New standards requiring that more than 500 potential new minority donors be signed up annually by the program were recently set by the National Marrow Donor Program based in Minneapolis.
There are too few donors to meet the needs of minorities facing life-threatening illnesses, so the national program upped goals for individual registries like the one at St. Luke's to try to remedy the shortfall. Bone marrow transplants can be effective treatments for patients suffering from such illnesses as leukemia and lymphoma.
"If you don't reach the goals, you are put on probation and terminated, so it seemed like the best way that we could do is give the program up and give it to another donor center," said Mark Allen, coordinator of the program in Boise.
National program officials did not immediately return telephone calls from The Associated Press on Thursday.
Allen said the demographics of southwest Idaho make it impossible to recruit that many minority donors. He said St. Luke's averages 1,000 donors annually, but only 10 percent of them are minorities.
"I think it's sad that we have to give it up, but the national requirements are so strict we can't continue with the program," Allen said.
St. Luke's has been running the program for 17 years. St. Alphonsus Regional Medical Center in Boise closed its marrow donation program in April, also after 17 years.
Ellen Klohe, program director for the Inland Northwest Blood Center in Spokane, Wash., said operations could be extended to southwest Idaho but no decision had been made.
"We've been approached by St. Luke's to begin managing their file and take over the region," Klohe said, "but the National Marrow Donor Program makes the final decision."
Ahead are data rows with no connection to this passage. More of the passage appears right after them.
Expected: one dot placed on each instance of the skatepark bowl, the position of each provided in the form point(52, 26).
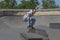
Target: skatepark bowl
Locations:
point(14, 28)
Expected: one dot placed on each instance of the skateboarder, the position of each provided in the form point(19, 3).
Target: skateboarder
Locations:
point(28, 17)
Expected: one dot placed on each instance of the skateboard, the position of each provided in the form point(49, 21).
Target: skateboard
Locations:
point(38, 31)
point(32, 30)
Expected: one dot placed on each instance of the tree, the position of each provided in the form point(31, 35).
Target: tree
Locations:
point(28, 4)
point(49, 4)
point(8, 4)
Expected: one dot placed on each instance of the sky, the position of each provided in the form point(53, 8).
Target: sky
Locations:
point(57, 1)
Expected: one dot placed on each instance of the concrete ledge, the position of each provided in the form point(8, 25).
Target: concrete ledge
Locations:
point(31, 36)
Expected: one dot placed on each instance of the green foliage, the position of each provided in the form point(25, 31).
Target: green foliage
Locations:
point(49, 4)
point(8, 4)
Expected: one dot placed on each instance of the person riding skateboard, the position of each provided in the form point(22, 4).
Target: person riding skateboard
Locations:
point(28, 17)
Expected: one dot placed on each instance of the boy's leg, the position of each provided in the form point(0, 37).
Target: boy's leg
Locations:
point(32, 22)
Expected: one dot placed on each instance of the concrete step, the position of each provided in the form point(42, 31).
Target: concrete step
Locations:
point(34, 36)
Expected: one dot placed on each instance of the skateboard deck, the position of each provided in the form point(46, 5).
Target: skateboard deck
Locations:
point(32, 30)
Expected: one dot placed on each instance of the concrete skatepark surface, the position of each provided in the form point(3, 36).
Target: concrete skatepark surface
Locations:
point(11, 26)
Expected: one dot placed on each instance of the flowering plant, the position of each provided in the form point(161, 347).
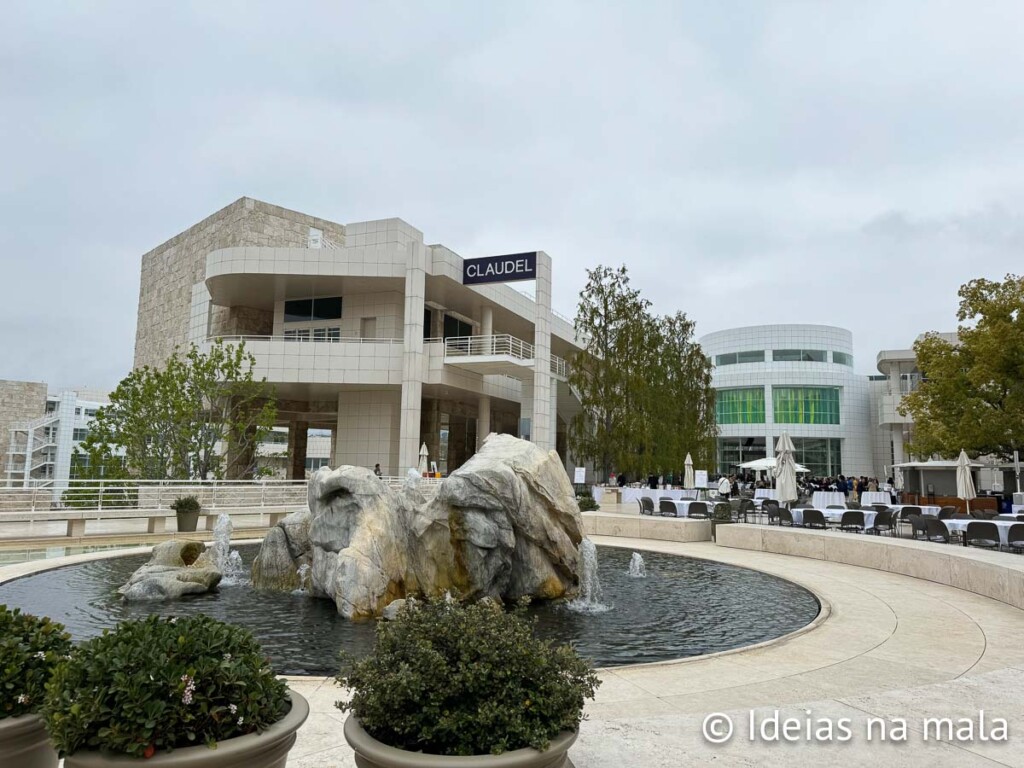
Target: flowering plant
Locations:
point(163, 683)
point(30, 647)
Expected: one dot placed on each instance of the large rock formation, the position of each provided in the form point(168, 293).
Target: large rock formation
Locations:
point(504, 525)
point(175, 568)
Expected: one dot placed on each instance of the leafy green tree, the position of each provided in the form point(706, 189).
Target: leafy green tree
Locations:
point(644, 384)
point(203, 416)
point(972, 396)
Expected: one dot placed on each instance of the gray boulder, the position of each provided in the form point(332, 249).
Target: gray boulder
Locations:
point(175, 568)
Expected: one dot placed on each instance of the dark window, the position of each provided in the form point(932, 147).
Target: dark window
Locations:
point(328, 308)
point(298, 310)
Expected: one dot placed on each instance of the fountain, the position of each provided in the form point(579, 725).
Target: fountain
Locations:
point(226, 560)
point(637, 568)
point(589, 600)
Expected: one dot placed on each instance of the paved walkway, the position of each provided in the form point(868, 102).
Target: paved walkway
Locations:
point(890, 647)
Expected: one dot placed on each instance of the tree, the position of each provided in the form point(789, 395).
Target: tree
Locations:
point(643, 383)
point(202, 416)
point(972, 395)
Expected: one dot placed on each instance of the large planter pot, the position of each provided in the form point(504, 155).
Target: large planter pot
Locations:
point(266, 750)
point(187, 521)
point(25, 743)
point(372, 754)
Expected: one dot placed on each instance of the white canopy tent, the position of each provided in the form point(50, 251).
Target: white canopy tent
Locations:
point(768, 465)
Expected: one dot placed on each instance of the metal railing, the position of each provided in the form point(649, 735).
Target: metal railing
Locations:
point(306, 340)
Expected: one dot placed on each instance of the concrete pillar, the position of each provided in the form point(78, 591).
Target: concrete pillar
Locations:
point(414, 359)
point(482, 420)
point(544, 435)
point(298, 437)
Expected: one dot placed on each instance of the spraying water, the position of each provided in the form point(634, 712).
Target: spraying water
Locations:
point(637, 568)
point(590, 586)
point(228, 561)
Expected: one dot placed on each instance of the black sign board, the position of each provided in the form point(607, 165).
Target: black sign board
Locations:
point(500, 268)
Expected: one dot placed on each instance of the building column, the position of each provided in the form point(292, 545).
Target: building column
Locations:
point(543, 435)
point(482, 420)
point(298, 438)
point(414, 359)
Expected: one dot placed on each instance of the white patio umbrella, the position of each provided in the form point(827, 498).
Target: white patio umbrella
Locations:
point(785, 470)
point(965, 480)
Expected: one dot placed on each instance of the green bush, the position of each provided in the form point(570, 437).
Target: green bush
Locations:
point(185, 504)
point(30, 648)
point(162, 683)
point(449, 679)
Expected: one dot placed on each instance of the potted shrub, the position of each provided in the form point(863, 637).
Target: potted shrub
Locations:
point(721, 515)
point(167, 691)
point(457, 685)
point(186, 508)
point(30, 648)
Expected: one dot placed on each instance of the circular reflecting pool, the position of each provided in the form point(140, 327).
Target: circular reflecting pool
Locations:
point(682, 607)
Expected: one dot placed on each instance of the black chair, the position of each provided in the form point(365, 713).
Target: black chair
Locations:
point(852, 521)
point(697, 510)
point(1015, 538)
point(814, 518)
point(883, 523)
point(904, 517)
point(982, 534)
point(935, 530)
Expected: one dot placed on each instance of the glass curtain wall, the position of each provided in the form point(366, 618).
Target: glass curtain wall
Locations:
point(744, 406)
point(806, 404)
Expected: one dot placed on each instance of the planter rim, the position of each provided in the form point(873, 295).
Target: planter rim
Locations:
point(282, 729)
point(376, 751)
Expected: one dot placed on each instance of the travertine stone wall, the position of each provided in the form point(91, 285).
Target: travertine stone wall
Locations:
point(19, 400)
point(170, 270)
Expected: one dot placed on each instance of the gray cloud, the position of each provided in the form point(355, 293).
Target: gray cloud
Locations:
point(842, 163)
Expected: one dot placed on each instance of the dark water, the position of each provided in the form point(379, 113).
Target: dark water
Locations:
point(684, 607)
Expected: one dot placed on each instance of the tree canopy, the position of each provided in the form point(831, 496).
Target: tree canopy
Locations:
point(644, 384)
point(972, 394)
point(202, 416)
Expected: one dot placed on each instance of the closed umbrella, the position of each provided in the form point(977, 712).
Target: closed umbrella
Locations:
point(785, 470)
point(965, 481)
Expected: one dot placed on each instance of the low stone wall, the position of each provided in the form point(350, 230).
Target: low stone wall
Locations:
point(995, 574)
point(643, 526)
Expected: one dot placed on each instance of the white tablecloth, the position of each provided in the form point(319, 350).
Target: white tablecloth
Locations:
point(633, 495)
point(822, 499)
point(834, 515)
point(682, 508)
point(875, 497)
point(1003, 525)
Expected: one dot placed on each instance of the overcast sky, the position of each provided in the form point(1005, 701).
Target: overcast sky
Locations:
point(849, 164)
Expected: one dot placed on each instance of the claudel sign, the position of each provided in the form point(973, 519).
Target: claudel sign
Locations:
point(500, 268)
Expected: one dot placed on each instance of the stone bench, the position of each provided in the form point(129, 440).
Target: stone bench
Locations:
point(644, 526)
point(995, 574)
point(156, 518)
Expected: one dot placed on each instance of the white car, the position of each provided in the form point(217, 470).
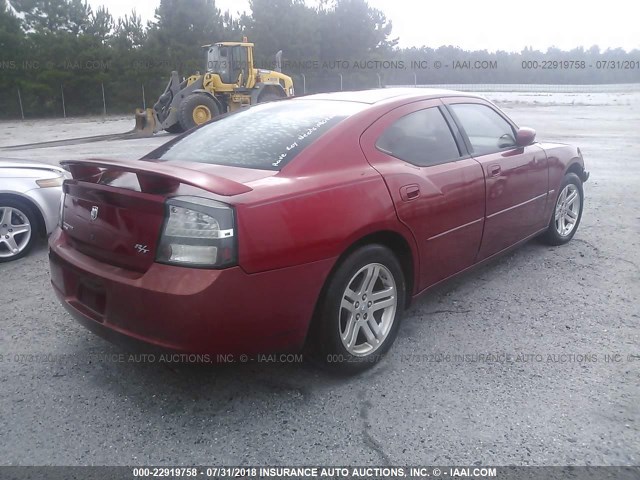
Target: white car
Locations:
point(29, 205)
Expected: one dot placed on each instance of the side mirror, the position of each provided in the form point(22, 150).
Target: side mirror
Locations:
point(525, 136)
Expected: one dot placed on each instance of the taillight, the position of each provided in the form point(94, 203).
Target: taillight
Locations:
point(198, 232)
point(61, 212)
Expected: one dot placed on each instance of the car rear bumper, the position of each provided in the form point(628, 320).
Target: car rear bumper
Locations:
point(186, 309)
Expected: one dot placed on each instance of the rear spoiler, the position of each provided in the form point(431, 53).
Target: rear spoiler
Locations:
point(154, 175)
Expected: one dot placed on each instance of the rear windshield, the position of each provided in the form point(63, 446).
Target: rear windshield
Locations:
point(265, 137)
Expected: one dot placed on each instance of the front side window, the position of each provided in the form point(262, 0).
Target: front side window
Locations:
point(488, 132)
point(422, 138)
point(265, 137)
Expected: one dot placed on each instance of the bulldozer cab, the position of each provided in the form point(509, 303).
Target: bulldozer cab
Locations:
point(233, 62)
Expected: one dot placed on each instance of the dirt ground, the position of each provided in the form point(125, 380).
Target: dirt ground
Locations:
point(531, 360)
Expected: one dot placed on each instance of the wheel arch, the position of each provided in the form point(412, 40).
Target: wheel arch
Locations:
point(31, 205)
point(395, 242)
point(576, 166)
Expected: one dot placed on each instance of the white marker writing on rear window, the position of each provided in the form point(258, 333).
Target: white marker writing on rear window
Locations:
point(302, 136)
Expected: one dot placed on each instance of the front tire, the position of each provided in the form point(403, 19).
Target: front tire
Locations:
point(18, 229)
point(196, 109)
point(567, 211)
point(359, 314)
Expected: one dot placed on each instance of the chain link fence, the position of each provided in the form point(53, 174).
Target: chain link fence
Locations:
point(106, 98)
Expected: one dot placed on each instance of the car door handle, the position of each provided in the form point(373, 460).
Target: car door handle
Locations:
point(409, 192)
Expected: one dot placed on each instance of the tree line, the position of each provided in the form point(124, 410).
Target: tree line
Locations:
point(55, 49)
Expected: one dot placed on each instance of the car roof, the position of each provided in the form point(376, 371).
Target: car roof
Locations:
point(382, 94)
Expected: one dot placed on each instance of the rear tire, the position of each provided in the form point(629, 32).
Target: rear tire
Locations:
point(19, 229)
point(358, 316)
point(567, 212)
point(175, 128)
point(196, 109)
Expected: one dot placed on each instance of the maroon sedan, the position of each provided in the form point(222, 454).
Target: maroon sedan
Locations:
point(306, 223)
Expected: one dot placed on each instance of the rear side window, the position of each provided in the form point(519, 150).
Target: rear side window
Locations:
point(422, 138)
point(488, 132)
point(265, 137)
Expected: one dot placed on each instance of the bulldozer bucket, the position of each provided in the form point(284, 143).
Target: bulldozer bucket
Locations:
point(146, 122)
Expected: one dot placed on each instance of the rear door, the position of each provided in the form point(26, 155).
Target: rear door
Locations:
point(437, 189)
point(516, 177)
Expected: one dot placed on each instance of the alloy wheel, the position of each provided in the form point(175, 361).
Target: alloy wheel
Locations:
point(567, 210)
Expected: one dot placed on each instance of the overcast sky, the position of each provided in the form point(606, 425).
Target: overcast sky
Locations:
point(481, 24)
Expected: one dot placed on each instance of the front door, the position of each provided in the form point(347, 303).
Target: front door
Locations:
point(437, 189)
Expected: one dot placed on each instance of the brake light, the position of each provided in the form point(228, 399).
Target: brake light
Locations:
point(198, 232)
point(61, 211)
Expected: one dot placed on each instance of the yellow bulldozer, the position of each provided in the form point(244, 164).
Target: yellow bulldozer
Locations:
point(230, 82)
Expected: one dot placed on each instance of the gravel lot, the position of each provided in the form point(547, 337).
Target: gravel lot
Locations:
point(558, 327)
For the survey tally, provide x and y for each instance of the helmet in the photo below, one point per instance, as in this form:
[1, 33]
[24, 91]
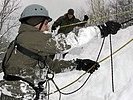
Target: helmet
[34, 10]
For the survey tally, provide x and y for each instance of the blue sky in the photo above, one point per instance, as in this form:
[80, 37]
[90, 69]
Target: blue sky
[56, 8]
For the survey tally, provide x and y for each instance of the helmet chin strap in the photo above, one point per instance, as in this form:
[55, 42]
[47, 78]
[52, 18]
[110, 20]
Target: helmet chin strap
[41, 25]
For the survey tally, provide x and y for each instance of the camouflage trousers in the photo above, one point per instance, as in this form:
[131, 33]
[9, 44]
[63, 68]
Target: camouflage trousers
[20, 90]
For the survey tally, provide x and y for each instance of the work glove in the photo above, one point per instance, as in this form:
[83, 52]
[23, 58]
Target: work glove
[109, 27]
[87, 65]
[53, 28]
[85, 18]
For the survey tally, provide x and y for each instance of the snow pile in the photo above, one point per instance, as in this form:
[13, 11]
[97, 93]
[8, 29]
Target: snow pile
[99, 85]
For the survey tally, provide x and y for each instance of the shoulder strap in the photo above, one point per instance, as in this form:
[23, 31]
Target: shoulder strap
[29, 53]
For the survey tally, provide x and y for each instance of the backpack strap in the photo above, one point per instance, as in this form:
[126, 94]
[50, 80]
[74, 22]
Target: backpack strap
[29, 53]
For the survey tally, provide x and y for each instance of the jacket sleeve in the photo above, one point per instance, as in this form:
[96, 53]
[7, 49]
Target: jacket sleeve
[84, 35]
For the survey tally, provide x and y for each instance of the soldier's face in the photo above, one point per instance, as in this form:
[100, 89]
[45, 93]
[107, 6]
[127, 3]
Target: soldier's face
[70, 16]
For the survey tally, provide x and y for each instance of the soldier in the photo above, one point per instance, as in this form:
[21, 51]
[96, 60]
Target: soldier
[34, 48]
[65, 22]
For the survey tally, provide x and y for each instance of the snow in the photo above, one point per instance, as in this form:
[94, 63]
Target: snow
[99, 85]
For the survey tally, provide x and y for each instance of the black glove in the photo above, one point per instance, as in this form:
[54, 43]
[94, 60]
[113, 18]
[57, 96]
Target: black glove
[109, 27]
[87, 64]
[85, 18]
[53, 28]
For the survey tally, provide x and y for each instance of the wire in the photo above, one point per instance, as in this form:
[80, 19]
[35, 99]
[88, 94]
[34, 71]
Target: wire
[112, 72]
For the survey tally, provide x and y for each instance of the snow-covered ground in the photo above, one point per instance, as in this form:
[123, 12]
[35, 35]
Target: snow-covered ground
[99, 86]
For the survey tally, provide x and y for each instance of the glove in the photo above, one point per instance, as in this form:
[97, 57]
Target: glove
[85, 18]
[109, 27]
[53, 28]
[87, 64]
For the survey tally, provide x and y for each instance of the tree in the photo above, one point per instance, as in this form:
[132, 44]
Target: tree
[100, 11]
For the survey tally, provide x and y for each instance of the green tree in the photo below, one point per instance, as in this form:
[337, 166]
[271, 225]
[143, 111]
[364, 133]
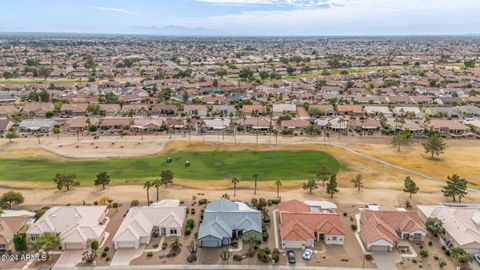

She said the Inland Northwest center, which covers northern Idaho, Montana and Eastern Washington, already loses money on its program despite reimbursements from the national program.
More potential minority donors are being sought because only about 65 percent of minorities who need a bone marrow transplant find a match in the registry, compared with 85 percent of whites.
"The whole reason for the recruitment goals is to try to meet the needs of patients who currently don't have the same access," Klohe said.